Flexibility and growth.  Those are the two words being repeatedly talked about as a chief justification for the Private Company Flexibility and Growth Act (H.R. 2167) currently making its way through Congress.  The legislation would strike down what Rep. David Schweikert  (R-Ariz) calls a piece of “burdensome regulation” mandating that all private companies with a minimum of 500 shareholders file with the SEC and go public.

The new bill, in helping entrepreneurs “grow their business, remain competitive, and create jobs,” said Schweikert, who sponsored the bill, would raise the mandatory minimum from 500 to 2,000.  Companies would then be able to remain private for a substantially longer period of time.

“This regulation severely limits the growth stages for companies, which need time and flexibility to develop,” Schweikert said in a statement, adding that the legislation would “unwind rep-tape on small business and allow for growth and job creation.”

While some of the nation’s most well-known private companies like Facebook will almost certainly be lobbying Congress on behalf of the legislation, missing from the uncharacteristically robust bipartisan support the bill appears to be garnering is any meaningful discussion of a principle sadly anathema to Washington these days: transparency.
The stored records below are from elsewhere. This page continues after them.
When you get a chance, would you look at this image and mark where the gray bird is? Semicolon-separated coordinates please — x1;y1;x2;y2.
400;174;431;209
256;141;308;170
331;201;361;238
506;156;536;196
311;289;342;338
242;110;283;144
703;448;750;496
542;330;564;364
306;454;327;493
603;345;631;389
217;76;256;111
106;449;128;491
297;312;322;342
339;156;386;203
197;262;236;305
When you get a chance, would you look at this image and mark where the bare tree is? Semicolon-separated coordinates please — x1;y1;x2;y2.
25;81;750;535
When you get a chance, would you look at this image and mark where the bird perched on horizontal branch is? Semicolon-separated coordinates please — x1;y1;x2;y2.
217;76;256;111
Though it might benefit a company to remain comfortably behind the anonymity of, say, a Second Market, what does the lack of transparency cost would-be shareholders who might also benefit from discerning earlier rather than later the pitfalls of a potential investment.
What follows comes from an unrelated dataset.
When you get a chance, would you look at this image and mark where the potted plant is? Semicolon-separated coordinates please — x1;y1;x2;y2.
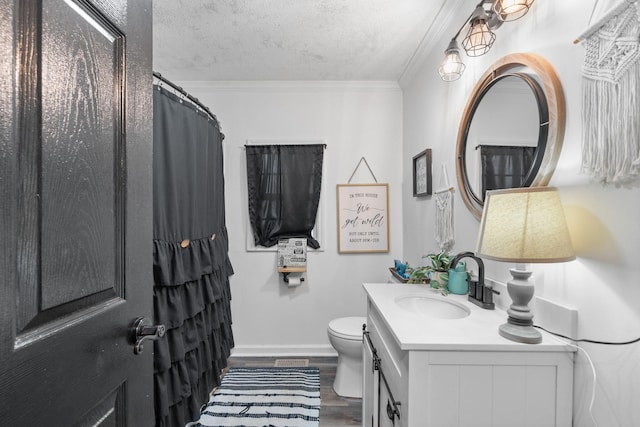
408;252;454;294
Many of the belatedly revealed exotic accounting practices of Groupon Inc. (GRPN), for instance, weren’t brought to light until after the company filed its S-1 with the SEC, requiring that the agency closely scrutinize the company’s financial soundness before approving its bid to go public.  At that time, Groupon, which was valued by some at $30 billion, was a growth story darling on Wall Street, and the sky—at least if you asked any of the company’s A-List underwriters—was the limit.

But as it made its way through the SEC’s “burdensome” regulatory pipeline, people slowly began to gather that the company may not be what it had led everyone to believe.  Indeed, after an SEC review uncovered Groupon’s accounting shenanigans, many people started to ask questions and the company’s estimated value plummeted by half.  Even then, there were still some who vocally questioned whether Groupon was worth as much as $15 billion.  And while investor appetite was generally hearty for slices of Groupon’s IPO pie earlier this month, it would have no doubt been even more aggressive if the SEC hadn’t outed the company.

If we’re going to be a truly free market—as Rep. Schweikert and others openly advocate for—isn’t it only fair that we adhere to one of the most cardinal principles of any free market and let those companies that are unfit meet their Darwinian end?  Keeping a weak company safely within the bosom of the private market any longer than necessary only seems like an exercise in prolonging the inevitable.  Besides, if ordinary Americans are expected to pull themselves up by their own bootstraps, shouldn’t companies be expected to do the same?